« La Passion du Christ » de Mel Gibson est « le film le plus violemment antisémite réalisé depuis les films de propagande allemande de la Seconde Guerre mondiale ». Le journaliste du « New York Daily News » n’y va pas avec le dos de la cuillère. A la sortie de « La Passion » aux Etats-Unis, son propos a alimenté le flot bruissant des accusations d’antisémitisme portées contre ce film. Contre le film ou contre les évangiles ? Au-delà de cette polémique, une question se pose, à froid. Toute implication juive dans l’exécution de Jésus est-elle erronée historiquement ? Faut-il imputer aux seuls Romains et à Pilate la condamnation du Christ, comme certains aimeraient le faire croire ? En dressant un portrait des différents opposants à Jésus de Nazareth, c’est l’occasion de clarifier un débat portant sur des événements qui touchent au cœur de la foi chrétienne.
Les pharisiens
Durant les quelques années où Jésus a proclamé la Bonne Nouvelle du Royaume en Palestine, il a suscité passablement d’hostilité. Une certaine familiarité avec les récits bibliques nous pousse à voir dans les pharisiens les adversaires les plus remuants de Jésus. La fréquence des discussions et des débats entre Jésus et ces adeptes d’une pratique rigoriste de la religion juive ne vient pas démentir cette impression. Néanmoins, selon la plupart des historiens d’aujourd’hui, les pharisiens n’ont pas joué un rôle prépondérant dans l’arrestation et le procès de Jésus, même si l’évangile de Jean les mentionne à deux reprises dans sa narration de la Passion. « Les pharisiens respectent les règles du pur et de l’impur et se tiennent à distance des occupants ; on les imagine mal livrer un de leurs coreligionnaires aux Romains », explique Jean-Pierre Lémonon, professeur à l’Université catholique de Lyon.

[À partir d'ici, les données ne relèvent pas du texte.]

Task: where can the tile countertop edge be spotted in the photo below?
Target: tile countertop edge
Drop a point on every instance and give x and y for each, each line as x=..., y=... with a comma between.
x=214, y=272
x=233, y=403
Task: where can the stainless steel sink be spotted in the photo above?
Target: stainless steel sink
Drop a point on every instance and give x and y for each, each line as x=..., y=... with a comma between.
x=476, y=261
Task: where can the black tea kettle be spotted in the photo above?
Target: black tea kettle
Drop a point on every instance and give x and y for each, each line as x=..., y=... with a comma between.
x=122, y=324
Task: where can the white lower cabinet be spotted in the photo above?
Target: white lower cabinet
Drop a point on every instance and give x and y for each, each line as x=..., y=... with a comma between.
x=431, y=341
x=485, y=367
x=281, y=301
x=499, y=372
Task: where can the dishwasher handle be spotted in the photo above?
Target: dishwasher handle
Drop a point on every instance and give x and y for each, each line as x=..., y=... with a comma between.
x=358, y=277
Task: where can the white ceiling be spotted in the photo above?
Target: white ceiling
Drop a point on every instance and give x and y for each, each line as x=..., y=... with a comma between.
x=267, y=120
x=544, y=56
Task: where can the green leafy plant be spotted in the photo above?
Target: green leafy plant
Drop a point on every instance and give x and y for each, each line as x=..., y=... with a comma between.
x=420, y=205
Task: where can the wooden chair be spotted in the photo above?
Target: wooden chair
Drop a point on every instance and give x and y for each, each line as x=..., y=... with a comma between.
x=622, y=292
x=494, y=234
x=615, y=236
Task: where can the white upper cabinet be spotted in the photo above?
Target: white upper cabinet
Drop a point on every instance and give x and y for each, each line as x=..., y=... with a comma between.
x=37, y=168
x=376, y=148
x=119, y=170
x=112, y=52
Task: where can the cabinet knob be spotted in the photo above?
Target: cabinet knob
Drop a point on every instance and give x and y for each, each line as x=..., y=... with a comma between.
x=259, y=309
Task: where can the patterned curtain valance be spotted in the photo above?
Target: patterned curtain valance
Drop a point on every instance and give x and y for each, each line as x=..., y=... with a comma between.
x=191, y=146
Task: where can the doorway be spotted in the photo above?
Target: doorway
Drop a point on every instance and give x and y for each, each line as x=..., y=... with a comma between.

Dans les synagogues, les pharisiens propageaient leur souci de pureté et leur amour pour la loi que Dieu avait confiée à Israël. Commentateurs de la Torah, ils enseignaient au peuple les règles que leur tradition véhiculait à propos du comportement à adopter dans toutes les circonstances de la vie.
« Tu transgresses la Loi ! », clament les pharisiens aux oreilles de Jésus, alors que ses disciples ne se lavent pas les mains avant un repas (Mt 15, 1-9). Et Jésus de rétorquer : « Pourquoi transgressez-vous le commandement de Dieu au nom de votre tradition ? » De manière directe et polémique, Jésus accuse les pharisiens de se détourner du commandement de Dieu qui demande d’honorer père et mère (5e commandement). En effet, ils acceptaient que l’on échappe au devoir d’assistance aux aînés, si l’on consacrait à Dieu l’argent qui revenait à cette assistance.
Les hérodiens
Un autre groupe joue sa carte sur la scène politique et religieuse de la Palestine du temps de Jésus : les hérodiens. Ils se revendiquent d’Hérode le Grand qui est originaire d’Idumée, la région au sud de la Judée. Converti au judaïsme, il règne comme roi des juifs de 40 à 4 avant J.-C. Autour des années 30, les hérodiens soutiennent les fils d’Hérode : Archélaüs, Antipas et Philippe qui se succèdent à la tête de différents territoires de la région. C’est à Hérode Antipas que Jésus a affaire lors de son procès. Gouverneur de la Galilée et de la Pérée, c’est en tant que responsable politique de la terre natale de Jésus qu’il a pour mission de l’interroger. Face au silence de l’homme de Nazareth, Hérode Antipas se sent méprisé et se met à le railler (Luc 23, 6-12).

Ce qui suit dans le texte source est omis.